Sementara Sita terlihat menggelengkan kepalanya perlahan. Tentu saja dengan tatapan yang sulit untuk dilukiskan.
"Maksud anda apa? Siapa anda berhak mengatakan demikian di hadapan saya, seolah anda ini berhak atas kehidupan kami? Ingat Bapak Rafky! Anda bukan siapa-siapa!" ucap Sita dengan emosinya yang kian memuncak. Pandangan sorot matanya benar-benar menunjukkan sebuah kebencian.
Rafly menunduk sebentar, beberapa detik saja. Kemudian ia tegakkan lagi pandangannya.
"Aku akan melakukan tes DNA. Ini adalah satu-satunya cara supaya semuanya jelas, Ta!" terang Rafly dengan segenap kekuatannya.
Tentu saja pernyataan Rafly berhasil memukul mental Sita. Sita bahkan tidak pernah berfikiran jika Rafly akan bertindak sejauh ini.

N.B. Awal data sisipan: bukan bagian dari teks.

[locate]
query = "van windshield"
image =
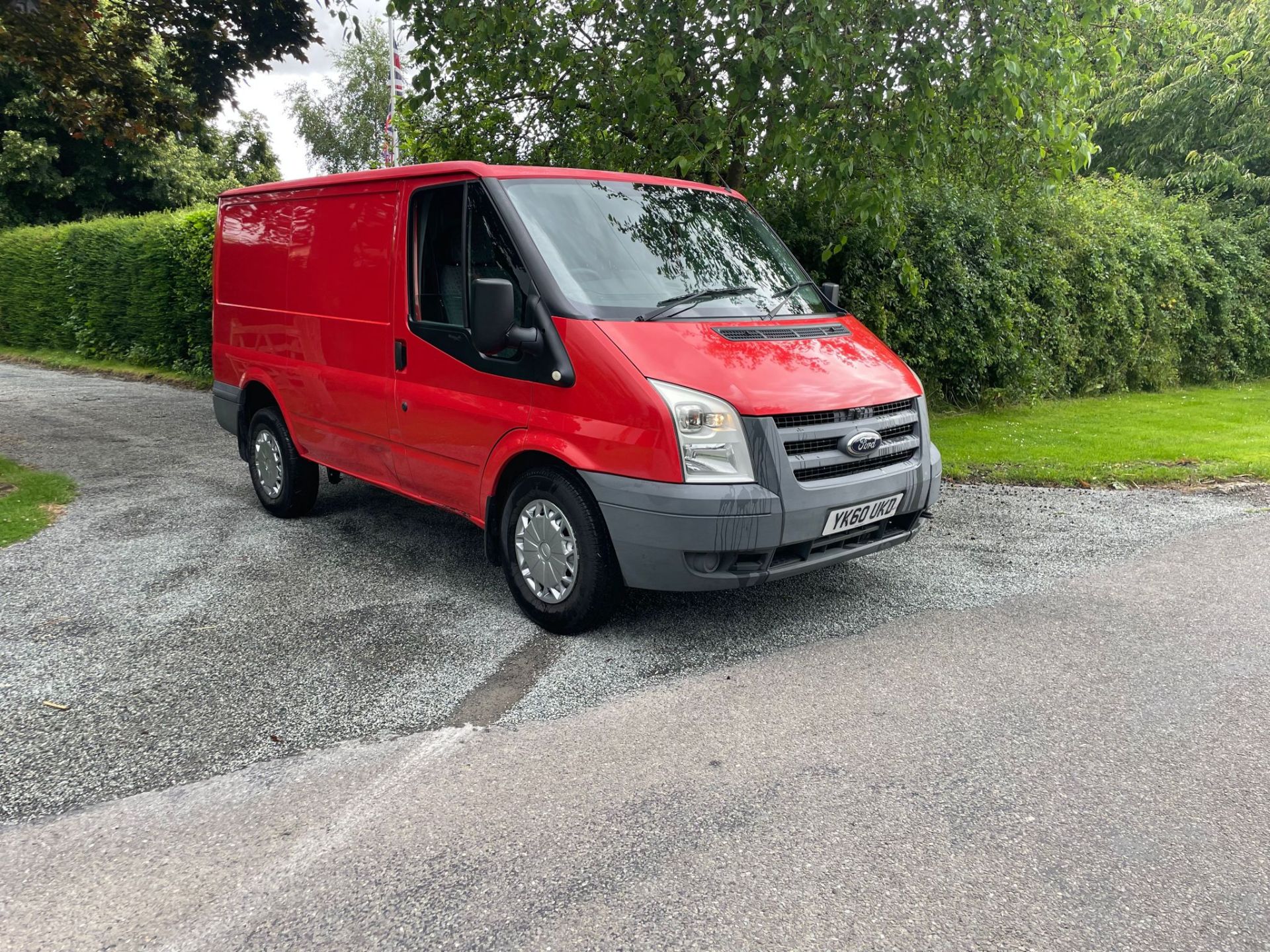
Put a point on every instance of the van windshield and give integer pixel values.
(619, 249)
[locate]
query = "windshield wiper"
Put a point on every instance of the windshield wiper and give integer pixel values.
(693, 298)
(785, 292)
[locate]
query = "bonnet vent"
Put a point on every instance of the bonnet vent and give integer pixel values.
(796, 332)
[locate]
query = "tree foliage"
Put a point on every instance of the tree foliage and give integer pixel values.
(48, 175)
(342, 124)
(127, 70)
(847, 98)
(1193, 107)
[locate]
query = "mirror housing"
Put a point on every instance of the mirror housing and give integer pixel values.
(493, 323)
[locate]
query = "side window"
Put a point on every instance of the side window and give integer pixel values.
(437, 255)
(491, 253)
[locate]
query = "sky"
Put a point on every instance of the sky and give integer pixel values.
(263, 91)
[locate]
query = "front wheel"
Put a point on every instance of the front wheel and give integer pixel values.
(556, 554)
(285, 483)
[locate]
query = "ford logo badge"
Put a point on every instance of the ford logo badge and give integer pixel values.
(861, 444)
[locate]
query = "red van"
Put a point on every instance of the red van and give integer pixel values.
(474, 337)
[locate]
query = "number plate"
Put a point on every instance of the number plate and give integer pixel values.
(857, 516)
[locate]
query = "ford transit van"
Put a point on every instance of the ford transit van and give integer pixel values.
(622, 380)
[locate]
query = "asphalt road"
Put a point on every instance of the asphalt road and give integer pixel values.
(1042, 725)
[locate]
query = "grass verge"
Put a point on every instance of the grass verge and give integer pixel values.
(64, 361)
(30, 500)
(1191, 436)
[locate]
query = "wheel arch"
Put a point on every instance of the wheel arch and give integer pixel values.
(257, 395)
(512, 457)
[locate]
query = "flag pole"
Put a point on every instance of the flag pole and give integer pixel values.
(393, 74)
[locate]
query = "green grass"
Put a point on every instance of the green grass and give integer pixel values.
(64, 361)
(1176, 437)
(30, 500)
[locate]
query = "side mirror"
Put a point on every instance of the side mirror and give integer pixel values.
(494, 317)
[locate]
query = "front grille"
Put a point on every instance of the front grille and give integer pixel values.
(812, 446)
(835, 470)
(813, 440)
(785, 422)
(796, 332)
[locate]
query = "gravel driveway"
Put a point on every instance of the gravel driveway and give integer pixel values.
(190, 634)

"Apa saya tidak salah dengar? Apa anda sadar, dengan apa yang anda katakan barusan? Anda benar-benar sudah tidak waras!" ucap Sita mulai gamang.
"Ya. Aku mengatakan semua ini dengan penuh kesadaran. Aku sadar seratus persen! Karena sepertinya kamu sendiri sudah tidak bisa di ajak untuk bekerja sama. Jadi, aku akan bertindak dengan caraku sendiri." terang Rafly menabuh genderang perang.
Mata keduanya saking menatap, seperti beradu kekuatan. Sita dengan kekhawatirannya dan Rafly dengan tekat kuatnya.
Rafly meninggalkan kediaman Sita tanpa pamit sepatah katapun. Dia pergi begitu saja. Sementara Sita semakin terpojok dengan apa yang akan di lakukan oleh Rafly.
"Ya Allah, apa yang harus aku lakukan? Rafly benar-benar nekat! Ya Allah bantu aku!" batin Sita yang kian berkecamuk.